Saffron... one of the most expensive of all spices. But fortunately saffron only needs to be used in very small quantities. To be honest, I'm not too sure how to describe the flavour of saffron. Does it really have a taste? I think it's just a gorgeous (again, expensive) food dye. A little saffron threads will give a dish beautiful golden yellow colour.
The recipe below suppose to serves 2, but I managed to gulp it all. There are 3 possible reasons: maybe because I was starving or maybe because the risotto was super delicious or... maybe I'm just greedy. I'm almost sure it's the second one.
Recipe by Nigella Lawson
Serves 2 as a main course (with some left over) or 4 as a starter or side dish
1 litre chicken or vegetable stock, preferably organic
1 x 0.4 g packet saffron threads (about 1 teaspoon)
50 g butter, plus 1 tablespoon
1 x 15 ml tablespoon olive oil
50 g shallots, finely chopped or 1/2 onion, finely chopped
250 g risotto rice
125 ml dry marsala
4 x 15 ml tablespoons grated Parmesan cheese, plus extra to serve
salt and pepper, to taste
Heat the stock in a saucepan, add the saffron threads and put over the lowest heat just to keep it warm. Melt the butter with olive oil in a wide, shallow, heavy-based saucepan over a low to medium heat, add the chopped shallots (or onion) and cook for a couple of minutes or so, stirring frequently with a wooden spoon, until softened.
Add the risotto rice and keep stirring for a minute or so, then turn up the heat and add the marsala - which will bubble up excitedly - stirring until it is absorbed.

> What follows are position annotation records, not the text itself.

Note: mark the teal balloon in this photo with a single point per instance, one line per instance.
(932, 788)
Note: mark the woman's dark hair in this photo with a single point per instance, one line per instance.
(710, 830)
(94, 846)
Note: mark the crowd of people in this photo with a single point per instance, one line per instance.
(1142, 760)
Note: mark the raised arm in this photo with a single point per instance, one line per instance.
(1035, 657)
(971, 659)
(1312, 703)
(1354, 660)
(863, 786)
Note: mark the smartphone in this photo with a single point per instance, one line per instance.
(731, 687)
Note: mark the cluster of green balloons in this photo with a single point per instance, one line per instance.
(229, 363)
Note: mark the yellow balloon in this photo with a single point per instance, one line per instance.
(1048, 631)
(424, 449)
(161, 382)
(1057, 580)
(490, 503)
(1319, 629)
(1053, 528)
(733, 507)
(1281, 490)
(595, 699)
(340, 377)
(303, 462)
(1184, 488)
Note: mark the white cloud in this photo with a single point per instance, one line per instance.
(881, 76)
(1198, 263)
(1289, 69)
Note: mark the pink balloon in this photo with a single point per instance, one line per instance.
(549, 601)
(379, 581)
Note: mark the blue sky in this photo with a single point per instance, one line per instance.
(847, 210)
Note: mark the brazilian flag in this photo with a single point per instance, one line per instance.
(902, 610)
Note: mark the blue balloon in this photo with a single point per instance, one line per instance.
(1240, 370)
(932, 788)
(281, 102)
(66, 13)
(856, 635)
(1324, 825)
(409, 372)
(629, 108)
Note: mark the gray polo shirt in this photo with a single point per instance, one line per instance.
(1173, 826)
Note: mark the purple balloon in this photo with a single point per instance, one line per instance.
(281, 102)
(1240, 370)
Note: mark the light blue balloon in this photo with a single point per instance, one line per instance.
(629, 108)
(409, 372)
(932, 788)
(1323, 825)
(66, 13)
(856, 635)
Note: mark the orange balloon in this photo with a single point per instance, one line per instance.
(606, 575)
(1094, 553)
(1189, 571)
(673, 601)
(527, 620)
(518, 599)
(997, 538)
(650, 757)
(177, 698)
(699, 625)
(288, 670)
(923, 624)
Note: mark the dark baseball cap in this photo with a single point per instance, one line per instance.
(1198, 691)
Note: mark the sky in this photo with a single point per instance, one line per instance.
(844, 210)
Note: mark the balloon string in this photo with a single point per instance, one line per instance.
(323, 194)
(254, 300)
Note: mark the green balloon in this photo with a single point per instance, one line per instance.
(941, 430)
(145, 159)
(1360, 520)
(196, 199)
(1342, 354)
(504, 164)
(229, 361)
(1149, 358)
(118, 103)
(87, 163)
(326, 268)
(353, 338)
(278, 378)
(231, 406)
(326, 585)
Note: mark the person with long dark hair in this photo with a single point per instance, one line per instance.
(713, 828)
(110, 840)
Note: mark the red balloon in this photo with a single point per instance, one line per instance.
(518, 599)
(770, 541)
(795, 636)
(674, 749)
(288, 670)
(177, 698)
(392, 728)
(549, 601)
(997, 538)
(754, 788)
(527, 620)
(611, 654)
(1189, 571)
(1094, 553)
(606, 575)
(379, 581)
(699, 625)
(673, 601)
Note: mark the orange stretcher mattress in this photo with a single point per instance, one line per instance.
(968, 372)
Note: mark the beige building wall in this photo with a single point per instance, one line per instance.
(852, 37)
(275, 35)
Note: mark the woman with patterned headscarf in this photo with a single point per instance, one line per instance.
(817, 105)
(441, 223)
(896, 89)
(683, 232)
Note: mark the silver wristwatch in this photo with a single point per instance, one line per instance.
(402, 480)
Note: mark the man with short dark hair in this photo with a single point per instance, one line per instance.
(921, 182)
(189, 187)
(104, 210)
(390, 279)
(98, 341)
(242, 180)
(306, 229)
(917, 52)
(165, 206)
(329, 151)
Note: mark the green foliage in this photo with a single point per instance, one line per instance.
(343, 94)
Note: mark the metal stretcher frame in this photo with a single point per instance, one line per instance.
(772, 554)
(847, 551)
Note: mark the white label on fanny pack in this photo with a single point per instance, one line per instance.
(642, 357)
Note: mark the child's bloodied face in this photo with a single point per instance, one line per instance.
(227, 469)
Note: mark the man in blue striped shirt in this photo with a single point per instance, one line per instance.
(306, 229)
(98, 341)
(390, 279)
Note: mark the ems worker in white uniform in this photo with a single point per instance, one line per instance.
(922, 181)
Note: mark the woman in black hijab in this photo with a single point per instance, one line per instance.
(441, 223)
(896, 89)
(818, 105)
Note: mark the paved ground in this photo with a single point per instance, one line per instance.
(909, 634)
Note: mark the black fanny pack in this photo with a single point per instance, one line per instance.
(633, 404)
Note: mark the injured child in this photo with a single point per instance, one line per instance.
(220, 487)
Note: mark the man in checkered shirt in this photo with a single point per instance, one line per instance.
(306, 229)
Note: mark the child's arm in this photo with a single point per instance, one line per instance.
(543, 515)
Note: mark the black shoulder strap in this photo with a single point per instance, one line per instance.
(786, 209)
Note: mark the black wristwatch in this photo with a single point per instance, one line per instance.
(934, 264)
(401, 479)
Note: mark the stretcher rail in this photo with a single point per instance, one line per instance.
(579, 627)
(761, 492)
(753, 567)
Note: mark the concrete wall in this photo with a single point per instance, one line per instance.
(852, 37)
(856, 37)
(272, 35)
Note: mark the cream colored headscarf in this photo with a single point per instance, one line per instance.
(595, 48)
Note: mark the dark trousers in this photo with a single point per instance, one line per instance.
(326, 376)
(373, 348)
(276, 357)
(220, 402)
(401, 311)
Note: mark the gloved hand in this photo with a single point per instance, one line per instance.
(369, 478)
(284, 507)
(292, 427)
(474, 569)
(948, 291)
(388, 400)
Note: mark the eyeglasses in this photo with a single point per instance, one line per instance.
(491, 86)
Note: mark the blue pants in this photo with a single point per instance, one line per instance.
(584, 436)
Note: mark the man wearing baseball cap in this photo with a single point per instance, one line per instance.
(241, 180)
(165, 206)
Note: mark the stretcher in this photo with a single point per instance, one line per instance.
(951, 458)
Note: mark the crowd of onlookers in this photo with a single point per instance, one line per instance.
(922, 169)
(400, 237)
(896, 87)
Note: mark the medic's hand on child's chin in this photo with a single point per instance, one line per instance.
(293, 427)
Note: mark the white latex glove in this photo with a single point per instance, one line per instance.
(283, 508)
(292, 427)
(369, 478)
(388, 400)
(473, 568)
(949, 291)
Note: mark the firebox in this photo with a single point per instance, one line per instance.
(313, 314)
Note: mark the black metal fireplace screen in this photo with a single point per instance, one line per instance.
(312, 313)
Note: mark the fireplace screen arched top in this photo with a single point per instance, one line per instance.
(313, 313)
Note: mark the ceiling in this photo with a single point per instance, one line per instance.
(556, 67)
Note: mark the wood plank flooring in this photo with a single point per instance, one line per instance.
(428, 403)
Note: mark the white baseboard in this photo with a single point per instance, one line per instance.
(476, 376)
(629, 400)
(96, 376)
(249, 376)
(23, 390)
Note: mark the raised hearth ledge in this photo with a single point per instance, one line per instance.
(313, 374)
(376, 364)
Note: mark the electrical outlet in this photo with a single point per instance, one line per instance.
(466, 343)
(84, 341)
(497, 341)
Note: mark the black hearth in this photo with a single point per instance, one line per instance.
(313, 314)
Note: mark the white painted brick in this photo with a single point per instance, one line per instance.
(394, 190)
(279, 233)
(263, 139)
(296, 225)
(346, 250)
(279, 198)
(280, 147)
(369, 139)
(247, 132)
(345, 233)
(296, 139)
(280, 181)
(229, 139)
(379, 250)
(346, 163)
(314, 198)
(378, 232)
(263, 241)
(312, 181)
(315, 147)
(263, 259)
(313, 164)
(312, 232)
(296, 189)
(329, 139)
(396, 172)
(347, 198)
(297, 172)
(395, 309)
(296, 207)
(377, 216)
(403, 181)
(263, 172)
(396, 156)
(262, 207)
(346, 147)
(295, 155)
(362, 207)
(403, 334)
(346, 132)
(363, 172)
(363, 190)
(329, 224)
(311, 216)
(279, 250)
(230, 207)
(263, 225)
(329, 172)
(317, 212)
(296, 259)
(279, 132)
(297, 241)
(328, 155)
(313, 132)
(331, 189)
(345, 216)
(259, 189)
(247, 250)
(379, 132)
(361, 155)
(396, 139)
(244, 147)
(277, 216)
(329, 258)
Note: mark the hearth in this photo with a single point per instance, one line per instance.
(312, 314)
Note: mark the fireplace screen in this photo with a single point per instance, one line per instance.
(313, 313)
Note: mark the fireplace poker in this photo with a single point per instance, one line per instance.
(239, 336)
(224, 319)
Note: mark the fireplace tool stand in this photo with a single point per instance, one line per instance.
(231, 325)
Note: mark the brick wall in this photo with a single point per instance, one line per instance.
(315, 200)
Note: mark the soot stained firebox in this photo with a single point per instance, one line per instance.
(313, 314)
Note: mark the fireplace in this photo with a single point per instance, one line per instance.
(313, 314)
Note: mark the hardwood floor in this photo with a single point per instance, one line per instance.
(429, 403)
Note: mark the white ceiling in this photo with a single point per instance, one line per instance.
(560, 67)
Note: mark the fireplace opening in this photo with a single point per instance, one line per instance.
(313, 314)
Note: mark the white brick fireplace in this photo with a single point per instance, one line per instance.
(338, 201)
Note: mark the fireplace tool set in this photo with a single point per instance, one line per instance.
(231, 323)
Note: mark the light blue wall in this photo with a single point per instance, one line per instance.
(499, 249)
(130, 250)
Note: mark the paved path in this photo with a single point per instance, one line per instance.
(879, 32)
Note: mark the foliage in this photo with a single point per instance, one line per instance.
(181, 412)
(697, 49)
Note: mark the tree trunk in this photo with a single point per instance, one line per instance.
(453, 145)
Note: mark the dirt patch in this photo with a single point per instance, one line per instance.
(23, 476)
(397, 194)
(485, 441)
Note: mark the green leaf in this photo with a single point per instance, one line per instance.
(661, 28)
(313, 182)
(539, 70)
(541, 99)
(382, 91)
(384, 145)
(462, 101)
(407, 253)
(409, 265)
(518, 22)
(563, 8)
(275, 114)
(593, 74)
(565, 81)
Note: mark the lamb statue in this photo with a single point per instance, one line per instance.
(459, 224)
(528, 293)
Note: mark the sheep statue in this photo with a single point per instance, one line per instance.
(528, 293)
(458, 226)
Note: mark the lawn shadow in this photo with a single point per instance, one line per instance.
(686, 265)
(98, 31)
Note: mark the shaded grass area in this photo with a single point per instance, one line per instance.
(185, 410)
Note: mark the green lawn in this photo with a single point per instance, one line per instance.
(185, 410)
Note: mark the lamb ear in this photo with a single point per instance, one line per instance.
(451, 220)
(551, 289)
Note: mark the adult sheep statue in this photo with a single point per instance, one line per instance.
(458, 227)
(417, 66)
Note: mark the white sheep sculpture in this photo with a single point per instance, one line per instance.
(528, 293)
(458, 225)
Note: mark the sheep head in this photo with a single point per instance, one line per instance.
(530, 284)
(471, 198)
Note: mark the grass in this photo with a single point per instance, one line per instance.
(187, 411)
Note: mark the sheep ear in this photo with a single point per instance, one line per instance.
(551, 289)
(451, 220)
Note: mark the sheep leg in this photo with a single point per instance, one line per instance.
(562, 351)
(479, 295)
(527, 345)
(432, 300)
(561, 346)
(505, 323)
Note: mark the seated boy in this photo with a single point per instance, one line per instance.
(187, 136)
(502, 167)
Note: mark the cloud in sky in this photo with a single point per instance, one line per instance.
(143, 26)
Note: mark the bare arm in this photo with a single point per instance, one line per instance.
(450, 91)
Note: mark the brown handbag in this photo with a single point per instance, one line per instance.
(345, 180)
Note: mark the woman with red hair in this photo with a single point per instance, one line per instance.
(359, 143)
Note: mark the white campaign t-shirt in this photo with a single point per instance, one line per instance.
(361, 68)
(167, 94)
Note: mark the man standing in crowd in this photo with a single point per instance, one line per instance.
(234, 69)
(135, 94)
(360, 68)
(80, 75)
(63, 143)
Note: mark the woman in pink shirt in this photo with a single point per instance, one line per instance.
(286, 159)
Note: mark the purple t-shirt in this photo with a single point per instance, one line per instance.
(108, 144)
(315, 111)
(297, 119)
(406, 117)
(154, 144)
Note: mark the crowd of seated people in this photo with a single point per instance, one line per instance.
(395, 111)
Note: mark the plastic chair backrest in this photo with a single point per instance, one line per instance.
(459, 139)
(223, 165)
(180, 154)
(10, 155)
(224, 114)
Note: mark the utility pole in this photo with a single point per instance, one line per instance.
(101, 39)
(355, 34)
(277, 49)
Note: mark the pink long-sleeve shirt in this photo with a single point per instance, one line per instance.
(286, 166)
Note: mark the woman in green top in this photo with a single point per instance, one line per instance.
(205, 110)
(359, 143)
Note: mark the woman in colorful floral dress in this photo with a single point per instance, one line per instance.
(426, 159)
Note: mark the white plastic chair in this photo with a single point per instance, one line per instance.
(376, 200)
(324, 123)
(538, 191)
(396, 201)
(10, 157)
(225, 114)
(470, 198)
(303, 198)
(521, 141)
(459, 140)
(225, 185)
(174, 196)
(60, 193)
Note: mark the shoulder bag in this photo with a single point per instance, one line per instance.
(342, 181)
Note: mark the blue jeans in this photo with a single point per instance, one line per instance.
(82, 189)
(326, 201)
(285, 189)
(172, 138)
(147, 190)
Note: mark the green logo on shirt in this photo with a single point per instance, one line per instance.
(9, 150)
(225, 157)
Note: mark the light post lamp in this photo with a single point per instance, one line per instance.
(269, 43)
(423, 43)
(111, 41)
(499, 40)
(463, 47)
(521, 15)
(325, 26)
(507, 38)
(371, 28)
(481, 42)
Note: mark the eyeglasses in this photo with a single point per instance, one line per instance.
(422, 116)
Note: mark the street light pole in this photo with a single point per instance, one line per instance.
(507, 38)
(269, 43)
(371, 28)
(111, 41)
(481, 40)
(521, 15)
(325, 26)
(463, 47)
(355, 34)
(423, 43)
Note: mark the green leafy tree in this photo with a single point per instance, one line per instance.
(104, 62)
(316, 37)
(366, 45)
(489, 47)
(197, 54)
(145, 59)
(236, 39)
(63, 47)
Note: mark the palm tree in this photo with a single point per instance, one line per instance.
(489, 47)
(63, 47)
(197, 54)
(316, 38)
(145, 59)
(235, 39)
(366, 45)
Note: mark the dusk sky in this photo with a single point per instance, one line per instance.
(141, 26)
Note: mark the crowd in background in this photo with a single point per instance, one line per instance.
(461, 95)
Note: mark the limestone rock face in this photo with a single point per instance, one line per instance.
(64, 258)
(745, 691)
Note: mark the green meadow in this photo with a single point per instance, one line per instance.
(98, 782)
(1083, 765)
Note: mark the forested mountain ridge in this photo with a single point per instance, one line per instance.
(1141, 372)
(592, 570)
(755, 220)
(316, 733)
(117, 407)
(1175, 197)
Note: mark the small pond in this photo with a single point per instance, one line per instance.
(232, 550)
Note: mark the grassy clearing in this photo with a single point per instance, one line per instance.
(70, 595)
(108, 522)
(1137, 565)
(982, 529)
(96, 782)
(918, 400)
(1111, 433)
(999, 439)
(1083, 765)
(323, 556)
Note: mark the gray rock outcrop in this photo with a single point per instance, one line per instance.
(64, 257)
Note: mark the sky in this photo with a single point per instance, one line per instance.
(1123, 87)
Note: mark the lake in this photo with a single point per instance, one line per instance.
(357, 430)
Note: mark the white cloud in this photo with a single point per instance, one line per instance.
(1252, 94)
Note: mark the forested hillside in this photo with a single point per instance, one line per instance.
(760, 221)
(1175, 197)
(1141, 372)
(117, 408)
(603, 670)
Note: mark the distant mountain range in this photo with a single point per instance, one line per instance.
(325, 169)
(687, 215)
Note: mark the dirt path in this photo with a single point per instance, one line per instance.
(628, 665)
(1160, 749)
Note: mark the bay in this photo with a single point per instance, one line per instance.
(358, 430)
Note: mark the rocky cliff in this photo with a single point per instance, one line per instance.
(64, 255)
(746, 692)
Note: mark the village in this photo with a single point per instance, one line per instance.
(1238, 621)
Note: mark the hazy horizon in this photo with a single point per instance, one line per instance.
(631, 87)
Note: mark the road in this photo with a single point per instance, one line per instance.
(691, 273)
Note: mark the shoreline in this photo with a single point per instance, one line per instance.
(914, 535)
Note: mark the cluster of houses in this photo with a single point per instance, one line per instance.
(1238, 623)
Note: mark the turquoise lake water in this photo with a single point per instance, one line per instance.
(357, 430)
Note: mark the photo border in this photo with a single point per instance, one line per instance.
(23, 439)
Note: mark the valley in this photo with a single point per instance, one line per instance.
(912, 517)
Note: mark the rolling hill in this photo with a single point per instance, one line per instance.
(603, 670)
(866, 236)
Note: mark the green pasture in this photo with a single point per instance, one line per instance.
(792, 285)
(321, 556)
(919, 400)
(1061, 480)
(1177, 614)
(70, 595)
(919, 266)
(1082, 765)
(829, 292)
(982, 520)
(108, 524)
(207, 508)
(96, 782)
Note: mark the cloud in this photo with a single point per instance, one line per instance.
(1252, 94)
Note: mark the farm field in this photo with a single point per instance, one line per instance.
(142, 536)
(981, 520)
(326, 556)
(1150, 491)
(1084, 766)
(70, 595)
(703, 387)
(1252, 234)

Start ladling in the hot, golden, saffron-infused stock, letting each ladleful become absorbed as you stir before adding the next. Stir and ladle until the rice is cooked with still a slight bite to it - about 18 minutes, maybe a little before - by which time you will probably have finished all your stock. However, if you find the rice is cooked to the texture you like before the stock's run out, do not finish it.
Turn off the heat, stirring still, and beat in the remaining tablespoon of butter and the Parmesan, then season to taste. Serve immediately with some grated Parmesan on the table.